Science fiction has always been a critical medium, a chance for cultural commentators to expose the fears and hypocrisies of the mainstream. Cahiers du Cinema lauded the cautionary tale, The Day the Earth Stood Still (1951), which was released during the first stages of the Cold War, for its ‘moral relativism’. Most recently, Pixar’s Wall.E demonstrates evidence of a ‘green’ agenda and warns of the consequences of selfish consumerism. As Roger Ebert commented in the Chicago Sun Times, “Wall.E involves ideas…and a little thought that might be especially stimulating for younger viewers.” Conservative commentators, however, such as Sharon Coffin of the National Review, complained that her children were “bombarded by leftist propaganda”. Yet the films of 70s went further than a general liberal view, where the distrust of authorities that had developed during 60s protests was upheld and blasted into outer space. The deceitful Hal 9000 represents the establishment and our own fear of the technology that propels us as a species. Hal 9000 and other robotic creations, such as Ash the ruthless scientist in Alien, present a moral manipulation of man by machinery, usually on behalf of a greater evil.

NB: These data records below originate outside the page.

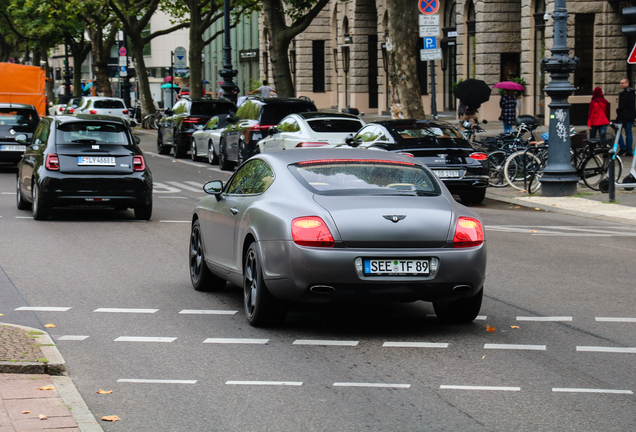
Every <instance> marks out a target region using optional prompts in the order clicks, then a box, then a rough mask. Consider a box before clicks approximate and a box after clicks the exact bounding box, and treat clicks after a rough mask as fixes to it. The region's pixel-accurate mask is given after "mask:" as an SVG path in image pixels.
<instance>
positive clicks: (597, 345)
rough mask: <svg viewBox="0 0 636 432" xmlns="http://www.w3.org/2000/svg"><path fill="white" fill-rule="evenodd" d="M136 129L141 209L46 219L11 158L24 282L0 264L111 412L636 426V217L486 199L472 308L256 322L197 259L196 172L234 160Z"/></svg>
mask: <svg viewBox="0 0 636 432" xmlns="http://www.w3.org/2000/svg"><path fill="white" fill-rule="evenodd" d="M140 136H141V137H142V144H141V145H142V148H143V149H144V151H145V152H146V157H147V163H148V164H149V166H150V168H151V169H152V171H153V175H154V180H155V186H156V193H155V195H154V198H155V200H154V203H155V204H154V213H153V217H152V220H151V221H149V222H138V221H135V220H134V218H133V215H132V212H131V211H127V212H108V211H106V212H104V211H98V212H95V211H55V212H54V213H53V215H52V216H53V217H52V219H51V220H50V221H47V222H37V221H34V220H32V218H31V217H30V216H31V214H30V212H27V211H19V210H17V209H16V206H15V193H14V191H15V171H13V170H11V169H0V267H1V268H2V270H3V271H4V272H5V273H6V275H7V276H8V278H9V279H10V280H11V282H12V283H13V285H14V286H15V289H13V288H12V286H13V285H11V286H10V284H0V300H2V302H3V303H2V304H0V313H5V317H3V320H4V321H6V322H11V323H15V324H25V325H32V326H35V327H41V326H42V325H43V324H49V323H51V324H55V326H56V327H55V328H51V329H48V330H49V333H51V335H52V336H53V338H54V339H55V340H56V343H57V344H58V348H59V349H60V351H61V353H62V355H63V356H64V358H65V360H66V362H67V366H68V368H69V371H70V375H71V377H72V378H73V381H74V383H75V385H76V386H77V388H78V390H79V391H80V393H81V394H82V396H83V397H84V399H85V401H86V402H87V404H88V406H89V408H90V409H91V410H92V412H93V413H94V414H95V416H96V417H98V418H99V417H101V416H104V415H117V416H119V417H120V418H121V419H122V421H121V422H115V423H103V422H102V423H101V425H102V427H103V428H104V430H105V431H123V430H125V431H210V430H214V431H229V430H231V431H248V430H249V431H274V430H275V431H298V430H304V431H326V430H329V431H360V430H374V431H416V430H426V431H511V430H515V431H537V430H541V431H555V430H558V431H583V430H584V431H595V430H603V431H626V430H635V429H636V404H635V400H634V392H636V375H635V374H634V366H633V365H634V359H635V358H636V357H635V356H636V348H634V347H636V332H635V331H634V329H635V328H636V312H634V304H635V303H636V293H635V290H634V278H635V276H636V272H635V270H634V266H633V258H634V256H635V252H636V246H635V244H636V242H634V237H635V236H636V227H633V226H625V225H619V224H613V223H609V222H600V221H595V220H594V221H593V220H590V219H584V218H579V217H575V216H570V215H564V214H559V213H551V212H545V211H536V210H534V209H527V208H516V207H515V206H511V205H508V204H503V203H499V202H495V201H486V202H485V203H484V204H482V205H477V206H473V208H474V209H476V211H478V212H479V213H480V214H481V215H482V217H483V218H484V221H485V224H486V239H487V244H488V258H489V262H488V277H487V281H486V287H485V297H484V304H483V307H482V311H481V315H480V317H479V319H478V320H476V321H475V322H474V323H473V324H471V325H465V326H448V325H441V324H440V323H438V322H437V319H436V318H435V316H434V314H433V308H432V306H431V305H430V304H427V303H423V302H418V303H413V304H398V305H392V304H387V305H360V304H358V305H342V306H307V305H295V306H294V307H292V310H291V313H290V315H289V318H288V319H287V321H286V323H285V325H284V326H283V327H280V328H275V329H256V328H252V327H250V326H249V325H248V324H247V322H246V320H245V318H244V316H243V311H242V305H241V292H240V291H239V289H238V288H237V287H233V286H229V285H228V287H227V288H226V290H225V291H223V292H221V293H214V294H212V293H199V292H196V291H194V290H193V289H192V287H191V284H190V280H189V276H188V260H187V253H188V240H189V228H190V226H189V220H190V216H191V213H192V209H193V208H194V206H195V205H196V203H197V202H198V200H199V199H200V197H202V196H203V195H204V193H203V192H202V191H201V190H200V186H201V185H202V184H203V183H205V182H206V181H207V180H211V179H222V180H224V179H227V178H228V177H229V174H230V173H224V172H221V171H219V170H218V168H212V167H210V165H207V164H206V163H204V162H191V161H190V160H179V161H175V160H174V159H173V158H172V157H165V156H158V155H156V154H155V153H156V150H155V148H154V142H155V137H154V135H153V133H152V132H149V131H143V132H142V133H140ZM12 290H13V291H12ZM4 299H7V300H6V301H5V300H4ZM17 305H23V306H31V307H42V308H51V307H55V308H62V309H63V310H54V311H53V310H49V311H46V310H45V311H15V309H16V306H17ZM17 307H19V306H17ZM66 308H68V309H66ZM5 318H6V319H5ZM34 322H35V323H36V324H37V325H33V323H34ZM489 330H492V331H489ZM99 389H103V390H113V393H112V394H108V395H100V394H97V393H96V392H97V390H99Z"/></svg>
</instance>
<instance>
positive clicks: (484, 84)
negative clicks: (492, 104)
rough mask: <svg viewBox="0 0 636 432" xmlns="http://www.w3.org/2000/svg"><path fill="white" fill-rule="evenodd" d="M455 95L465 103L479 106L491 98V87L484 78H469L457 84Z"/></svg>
mask: <svg viewBox="0 0 636 432" xmlns="http://www.w3.org/2000/svg"><path fill="white" fill-rule="evenodd" d="M455 97H456V98H457V99H459V100H460V101H462V103H463V104H464V105H468V106H471V107H474V108H479V106H480V105H481V104H483V103H484V102H486V101H487V100H488V99H490V87H488V84H486V83H485V82H484V81H482V80H476V79H472V78H469V79H467V80H464V81H462V82H460V83H459V84H457V89H456V90H455Z"/></svg>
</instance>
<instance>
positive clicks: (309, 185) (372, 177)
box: [291, 159, 441, 196]
mask: <svg viewBox="0 0 636 432" xmlns="http://www.w3.org/2000/svg"><path fill="white" fill-rule="evenodd" d="M291 169H292V172H293V173H294V175H295V176H296V178H298V179H299V180H300V182H301V183H302V184H303V185H304V186H305V187H306V188H307V189H309V190H311V191H312V192H316V193H318V194H325V195H413V196H431V195H439V194H441V189H440V187H439V184H438V182H437V180H436V179H434V178H433V176H432V175H431V174H429V173H428V172H427V171H426V170H425V169H424V168H422V167H421V166H420V165H417V164H414V163H410V162H402V161H382V160H342V159H326V160H316V161H305V162H300V163H298V164H295V165H292V166H291Z"/></svg>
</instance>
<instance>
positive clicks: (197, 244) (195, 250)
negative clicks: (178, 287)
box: [189, 219, 225, 291]
mask: <svg viewBox="0 0 636 432" xmlns="http://www.w3.org/2000/svg"><path fill="white" fill-rule="evenodd" d="M189 261H190V280H191V281H192V286H193V287H194V289H195V290H197V291H219V290H221V289H223V288H224V287H225V280H224V279H221V278H220V277H218V276H216V275H215V274H213V273H212V272H211V271H210V269H209V268H208V265H207V264H206V263H205V255H204V253H203V244H202V242H201V224H200V223H199V220H198V219H197V220H195V221H194V223H193V224H192V230H191V231H190V253H189Z"/></svg>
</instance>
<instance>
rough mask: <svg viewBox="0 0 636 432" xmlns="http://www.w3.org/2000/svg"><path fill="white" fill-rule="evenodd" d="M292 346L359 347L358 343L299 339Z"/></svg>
mask: <svg viewBox="0 0 636 432" xmlns="http://www.w3.org/2000/svg"><path fill="white" fill-rule="evenodd" d="M292 345H321V346H357V345H358V341H336V340H312V339H298V340H295V341H294V343H293V344H292Z"/></svg>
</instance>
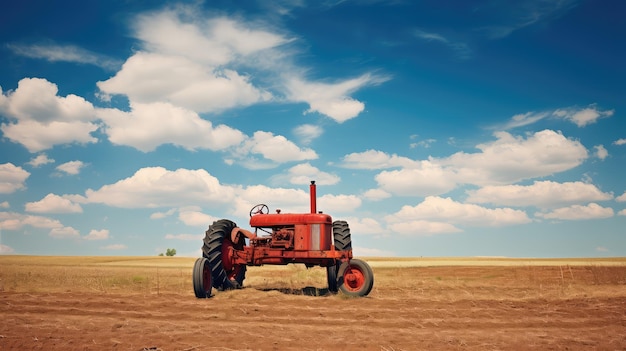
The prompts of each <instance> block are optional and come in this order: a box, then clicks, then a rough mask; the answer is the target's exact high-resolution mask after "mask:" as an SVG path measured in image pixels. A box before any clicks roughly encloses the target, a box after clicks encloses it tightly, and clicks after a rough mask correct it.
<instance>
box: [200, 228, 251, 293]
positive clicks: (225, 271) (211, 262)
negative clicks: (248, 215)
mask: <svg viewBox="0 0 626 351" xmlns="http://www.w3.org/2000/svg"><path fill="white" fill-rule="evenodd" d="M235 227H237V224H235V222H233V221H230V220H228V219H220V220H219V221H215V222H213V224H211V225H210V226H209V229H208V230H207V231H206V233H205V234H206V235H205V237H204V245H203V246H202V256H204V257H205V258H206V259H207V260H208V261H209V264H210V266H211V276H212V278H213V287H214V288H216V289H218V290H230V289H239V288H241V287H242V286H243V281H244V279H245V278H246V266H245V265H232V264H230V259H229V257H228V253H229V248H230V247H233V248H234V249H236V250H243V248H244V246H245V239H244V238H243V235H240V238H239V240H238V241H237V242H236V243H233V242H232V240H231V238H230V234H231V232H232V230H233V229H234V228H235Z"/></svg>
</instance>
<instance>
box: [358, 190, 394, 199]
mask: <svg viewBox="0 0 626 351" xmlns="http://www.w3.org/2000/svg"><path fill="white" fill-rule="evenodd" d="M363 197H364V198H366V199H368V200H370V201H379V200H383V199H388V198H390V197H391V194H390V193H388V192H386V191H384V190H383V189H369V190H367V191H366V192H364V193H363Z"/></svg>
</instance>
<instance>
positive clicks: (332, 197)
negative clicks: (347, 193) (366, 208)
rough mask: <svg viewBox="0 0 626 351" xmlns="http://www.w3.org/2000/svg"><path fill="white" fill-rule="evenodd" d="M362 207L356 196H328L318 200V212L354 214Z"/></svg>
mask: <svg viewBox="0 0 626 351" xmlns="http://www.w3.org/2000/svg"><path fill="white" fill-rule="evenodd" d="M360 206H361V199H360V198H359V197H358V196H355V195H331V194H327V195H324V196H322V197H319V198H318V199H317V210H318V211H323V212H324V213H329V214H333V215H334V214H336V213H354V211H355V210H356V209H357V208H359V207H360Z"/></svg>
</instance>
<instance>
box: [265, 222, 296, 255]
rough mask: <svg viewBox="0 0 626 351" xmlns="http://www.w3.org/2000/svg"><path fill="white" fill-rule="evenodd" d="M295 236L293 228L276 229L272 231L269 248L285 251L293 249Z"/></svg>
mask: <svg viewBox="0 0 626 351" xmlns="http://www.w3.org/2000/svg"><path fill="white" fill-rule="evenodd" d="M294 235H295V228H294V227H282V228H281V227H277V228H274V230H273V231H272V238H271V241H270V247H273V248H282V249H285V250H288V249H293V238H294Z"/></svg>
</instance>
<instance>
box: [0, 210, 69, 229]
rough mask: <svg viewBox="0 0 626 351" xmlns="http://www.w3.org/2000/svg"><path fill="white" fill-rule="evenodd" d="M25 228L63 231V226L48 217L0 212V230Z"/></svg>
mask: <svg viewBox="0 0 626 351" xmlns="http://www.w3.org/2000/svg"><path fill="white" fill-rule="evenodd" d="M25 226H30V227H33V228H43V229H54V228H57V229H61V228H63V227H64V226H63V224H61V222H59V221H58V220H56V219H51V218H48V217H41V216H32V215H24V214H20V213H15V212H0V229H2V230H19V229H21V228H23V227H25Z"/></svg>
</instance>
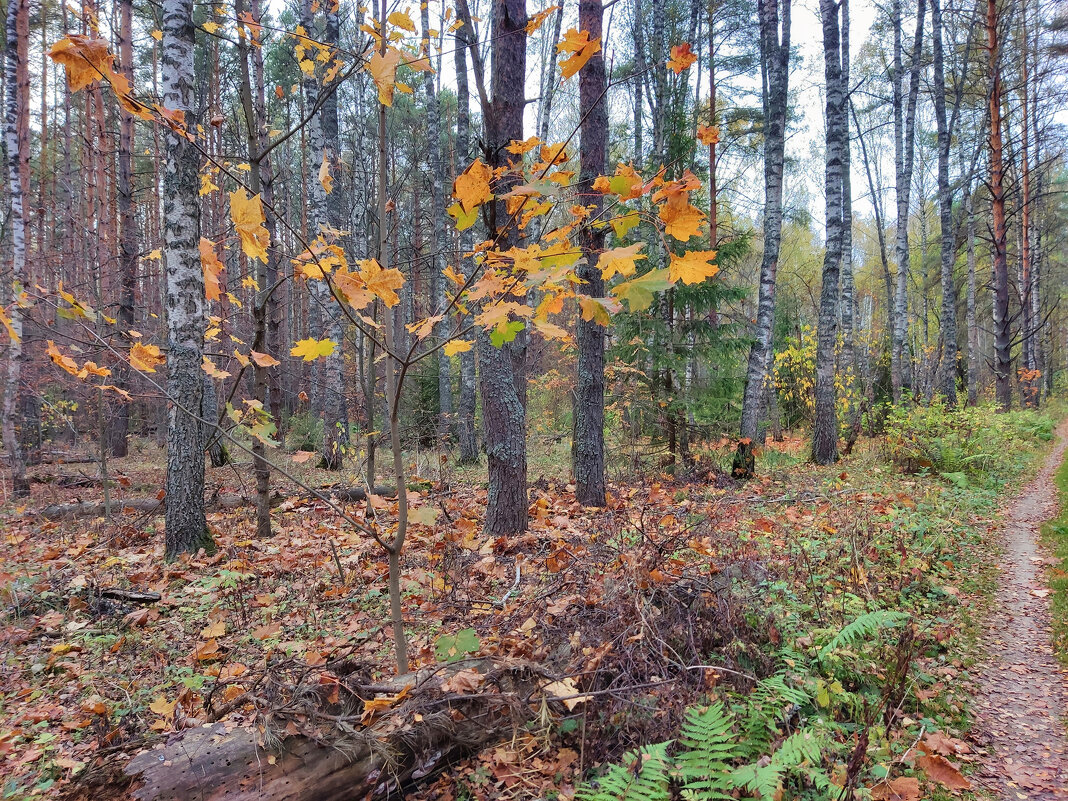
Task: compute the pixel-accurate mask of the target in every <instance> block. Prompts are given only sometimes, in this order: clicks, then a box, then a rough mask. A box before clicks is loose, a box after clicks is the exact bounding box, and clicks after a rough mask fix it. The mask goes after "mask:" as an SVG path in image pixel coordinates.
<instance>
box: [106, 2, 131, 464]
mask: <svg viewBox="0 0 1068 801" xmlns="http://www.w3.org/2000/svg"><path fill="white" fill-rule="evenodd" d="M132 30H133V4H132V0H120V3H119V48H117V49H119V65H120V69H121V70H122V74H123V75H124V76H126V79H127V80H129V81H130V82H131V83H132V81H133V41H132ZM133 126H135V117H133V115H132V114H131V113H129V112H128V111H127V110H126V109H124V108H120V109H119V154H117V162H119V183H117V195H119V198H117V201H119V231H120V239H119V272H120V289H119V293H120V294H119V312H117V314H116V315H115V318H116V320H117V327H119V336H120V337H121V339H122V340H123V342H124V343H125V344H126V346H127V347H128V346H129V342H130V336H129V330H130V329H131V328H133V304H135V302H136V294H137V283H138V249H139V248H138V224H137V211H136V209H135V207H133ZM129 377H130V366H129V363H128V362H126V360H125V359H122V360H120V361H119V362H117V363H116V364H115V370H114V378H113V382H114V384H115V387H117V388H119V389H121V390H125V389H127V388H128V387H129ZM129 422H130V408H129V402H128V400H125V399H123V398H122V397H120V398H119V400H117V402H116V408H115V411H114V412H113V413H112V415H111V420H110V421H109V423H108V427H107V431H108V449H109V450H110V451H111V455H112V456H116V457H123V456H126V454H127V453H128V445H127V437H128V436H129Z"/></svg>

There are similar warnings of the responsibility of technology through most sci-fi blockbusters from Terminator (1984) to Jurassic Park (1993), but in space, where the air you breathe is dependent on life support, any rebellion takes on a subversive, self-destructive quality. In Solaris, Kelvin’s dead wife Hari, a hallucination caused by the exploration of a mysterious planet, is doomed to kill herself repeatedly. A combination of Kelvin’s inner psyche and unknown forces, Hari’s fate discloses the dangers of space exploration and the ugly truth that is uncovered about ourselves in the process. These films of extraterrestrial alienation are meditative observations on what it is that makes us human. The final frontier is not another galaxy, but the outreaches of our eternally curious minds. Alone in his outpost, Sam is about to make a grim discovery which will give him a new perspective on his life. As a genre film, Moon could easily fit into the 70s catalogue. Its special effects and model work, filmed at Shepperton studios on a $5 million budget, is particularly reminiscent of the era. However, it’s the concession to the genre’s philosophy that elevates this small story to the level of a minor classic. It riffs on the familiar themes of a dystopian future - manipulation by higher forces, the dehumanisation of the individual and the depiction of emotional solitude. Sam may not know it, along with the doomed crewmembers of the Nostromo, Dark Star and the Discovery One, but he is just another part of cinema’s grand experiment, a cultural guinea pig to test the limits of this entity we call human.